The next week, Warrior wasn’t there. And for the rest of his career, Warrior would just come and go, with a dramatic re-emergence here or there, but the inconsistency eventually leading me away. Nothing was quite like the energy and intensity he first had. Nothing was quite like when he faced Hogan that first time, and my guy won.

According to some online bios, James Hellwig was born in Indiana on June 16, 1959, and was noticed in Tennessee as part of a bodybuilding quartet that included another soon-to-be-famous wrestler known as Sting.

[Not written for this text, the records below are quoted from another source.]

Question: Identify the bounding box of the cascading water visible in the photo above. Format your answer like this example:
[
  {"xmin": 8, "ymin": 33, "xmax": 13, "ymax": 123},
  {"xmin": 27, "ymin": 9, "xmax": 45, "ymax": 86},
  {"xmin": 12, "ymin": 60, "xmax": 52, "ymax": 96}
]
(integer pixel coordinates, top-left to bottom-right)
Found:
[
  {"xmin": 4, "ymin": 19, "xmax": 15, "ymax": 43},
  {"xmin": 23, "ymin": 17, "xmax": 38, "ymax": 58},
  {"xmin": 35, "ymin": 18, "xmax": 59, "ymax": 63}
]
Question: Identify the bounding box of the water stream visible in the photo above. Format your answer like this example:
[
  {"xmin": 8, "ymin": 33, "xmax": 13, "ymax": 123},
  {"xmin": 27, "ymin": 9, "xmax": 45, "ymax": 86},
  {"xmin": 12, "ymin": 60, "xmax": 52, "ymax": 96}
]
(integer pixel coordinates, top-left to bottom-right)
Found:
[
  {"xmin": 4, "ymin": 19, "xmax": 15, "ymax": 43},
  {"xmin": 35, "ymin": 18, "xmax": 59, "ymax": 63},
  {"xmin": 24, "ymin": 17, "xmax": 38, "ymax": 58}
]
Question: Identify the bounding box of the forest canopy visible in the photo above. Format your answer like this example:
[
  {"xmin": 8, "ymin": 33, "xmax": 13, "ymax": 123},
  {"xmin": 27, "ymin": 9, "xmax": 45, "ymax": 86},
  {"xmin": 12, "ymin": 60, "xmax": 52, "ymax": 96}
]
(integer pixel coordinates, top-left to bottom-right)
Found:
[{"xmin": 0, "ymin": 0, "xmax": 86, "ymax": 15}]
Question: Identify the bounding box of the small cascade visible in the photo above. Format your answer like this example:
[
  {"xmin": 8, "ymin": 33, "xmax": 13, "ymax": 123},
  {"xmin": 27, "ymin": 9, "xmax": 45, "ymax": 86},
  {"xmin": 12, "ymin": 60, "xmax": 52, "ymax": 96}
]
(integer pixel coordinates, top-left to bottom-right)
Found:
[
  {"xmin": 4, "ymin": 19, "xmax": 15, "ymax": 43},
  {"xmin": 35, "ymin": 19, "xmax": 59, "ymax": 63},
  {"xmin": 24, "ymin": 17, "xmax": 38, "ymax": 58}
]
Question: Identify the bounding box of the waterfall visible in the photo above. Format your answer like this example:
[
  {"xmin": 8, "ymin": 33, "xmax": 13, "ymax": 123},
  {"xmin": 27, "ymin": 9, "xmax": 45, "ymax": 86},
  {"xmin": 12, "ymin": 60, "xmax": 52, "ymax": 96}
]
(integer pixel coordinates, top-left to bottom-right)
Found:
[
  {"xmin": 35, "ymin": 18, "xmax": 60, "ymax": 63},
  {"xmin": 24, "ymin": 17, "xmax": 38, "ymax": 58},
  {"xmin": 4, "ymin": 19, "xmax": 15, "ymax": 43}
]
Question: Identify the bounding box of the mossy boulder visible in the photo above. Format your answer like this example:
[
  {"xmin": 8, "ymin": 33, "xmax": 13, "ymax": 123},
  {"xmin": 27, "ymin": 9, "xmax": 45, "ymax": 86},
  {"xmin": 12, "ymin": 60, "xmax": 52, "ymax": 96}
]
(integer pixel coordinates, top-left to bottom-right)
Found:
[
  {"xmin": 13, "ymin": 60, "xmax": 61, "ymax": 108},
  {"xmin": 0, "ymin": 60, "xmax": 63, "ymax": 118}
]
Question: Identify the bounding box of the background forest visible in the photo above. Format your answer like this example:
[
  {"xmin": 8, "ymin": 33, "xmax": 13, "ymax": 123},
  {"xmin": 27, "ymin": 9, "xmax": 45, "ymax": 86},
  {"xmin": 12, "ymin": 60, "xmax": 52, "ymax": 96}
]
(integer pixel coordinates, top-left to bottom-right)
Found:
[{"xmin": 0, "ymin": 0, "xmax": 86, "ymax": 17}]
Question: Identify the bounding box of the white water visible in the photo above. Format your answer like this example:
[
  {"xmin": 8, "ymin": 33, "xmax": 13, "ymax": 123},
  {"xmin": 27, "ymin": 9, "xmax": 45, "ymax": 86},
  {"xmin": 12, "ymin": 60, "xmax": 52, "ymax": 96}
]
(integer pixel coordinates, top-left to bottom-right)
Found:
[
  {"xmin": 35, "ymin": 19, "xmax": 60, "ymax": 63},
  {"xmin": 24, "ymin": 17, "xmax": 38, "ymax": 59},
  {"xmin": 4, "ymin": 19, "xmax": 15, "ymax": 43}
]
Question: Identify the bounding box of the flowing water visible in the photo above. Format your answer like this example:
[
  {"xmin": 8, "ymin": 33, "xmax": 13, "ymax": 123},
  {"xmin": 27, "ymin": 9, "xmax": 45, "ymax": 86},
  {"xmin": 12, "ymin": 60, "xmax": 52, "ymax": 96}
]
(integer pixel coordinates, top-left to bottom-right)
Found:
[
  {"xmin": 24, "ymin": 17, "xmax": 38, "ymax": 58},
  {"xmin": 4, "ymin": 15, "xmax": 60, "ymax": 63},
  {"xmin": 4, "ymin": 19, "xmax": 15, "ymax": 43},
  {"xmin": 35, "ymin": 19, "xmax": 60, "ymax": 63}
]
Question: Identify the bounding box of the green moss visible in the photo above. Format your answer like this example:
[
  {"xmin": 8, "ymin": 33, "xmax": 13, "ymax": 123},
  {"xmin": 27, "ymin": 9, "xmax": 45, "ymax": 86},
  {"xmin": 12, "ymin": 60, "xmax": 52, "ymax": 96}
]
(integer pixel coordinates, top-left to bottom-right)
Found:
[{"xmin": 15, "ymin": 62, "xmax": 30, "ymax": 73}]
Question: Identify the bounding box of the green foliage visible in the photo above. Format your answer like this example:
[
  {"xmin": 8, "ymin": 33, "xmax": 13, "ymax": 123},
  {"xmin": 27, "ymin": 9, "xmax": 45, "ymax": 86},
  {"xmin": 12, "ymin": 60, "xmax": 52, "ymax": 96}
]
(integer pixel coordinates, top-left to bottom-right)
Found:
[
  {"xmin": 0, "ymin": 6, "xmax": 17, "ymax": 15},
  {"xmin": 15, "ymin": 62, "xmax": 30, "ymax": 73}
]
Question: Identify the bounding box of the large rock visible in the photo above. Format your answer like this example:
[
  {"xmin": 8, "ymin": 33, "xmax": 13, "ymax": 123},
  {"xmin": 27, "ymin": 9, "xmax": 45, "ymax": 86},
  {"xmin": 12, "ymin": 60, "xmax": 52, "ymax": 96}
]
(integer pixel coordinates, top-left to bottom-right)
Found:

He fought under the pseudonym “Blade Runner Rock” in the southeastern US in what were then known as wrestling territories — this in the world before Vince McMahon monopolized the sport. In 1986, he entered World Class Championship Wrestling and was renamed “Dingo Warrior” because one of the fellow wrestlers backstage thought he just, well, “looked like a warrior.”

The Ultimate Warrior faces Hulk Hogan in a classic match at Wrestlemania VI.George Napolitano/ Retna Ltd.

He got his break with the then-WWF in 1987, and by 1990, he was the heavyweight champ.

And all of that, well, does it mean anything? I never met the man, never even got to see him live. By the time I was through middle school, I had all but abandoned my love for professional wrestling. I was unwittingly segueing into the world of adults, where pretend athletics is no athletics at all.

This Sunday was Wrestlemania XXX, and James Hellwig was inducted into the WWE Hall of Fame. The following night, on the cable show “Raw,” he donned a bit of the old Warrior makeup and gave a guttural speech.

His words now ring eerie:

“Every man’s heart one day beats its final beat. His lungs breathe their final breath. And if that man did in his life what makes the blood pulse through the body of others, and makes them bleed deeper, [then] something larger than life, his essence, his spirit, will be immortalized — by the storytellers, by the loyalty, by the memory of those who honor him and make [what] the running the man did live forever.”

James Hellwig is dead, and he leaves behind a family. The Ultimate Warrior was nothing more than a character in a story — a story that was silly and melodramatic and based on some rehearsed dance moves.

Now I’m about to turn 30, working as a newspaper writer — a teller of stories myself, when I do my job right. It’s the most human thing there is to do, to relay to another person a sequence of events acted out by a group of people. Whether it’s factual or a figment of one’s imagination, scripted or spontaneous, a good story can bring people together because it gets the listener, the reader, the watcher, in touch with some inkling of the human condition.

We’re born with that imagination, with the ability to reach beyond everyday experience and believe in something otherworldly.

So I’m saddened as a person to hear that on Tuesday in Arizona, someone lost a husband and father.

But as a fan, as the kid who still lives inside me somewhere, I’m happy I got to experience the power of the Ultimate Warrior. It helped open my eyes to the power of stories, and for that, I’m forever grateful.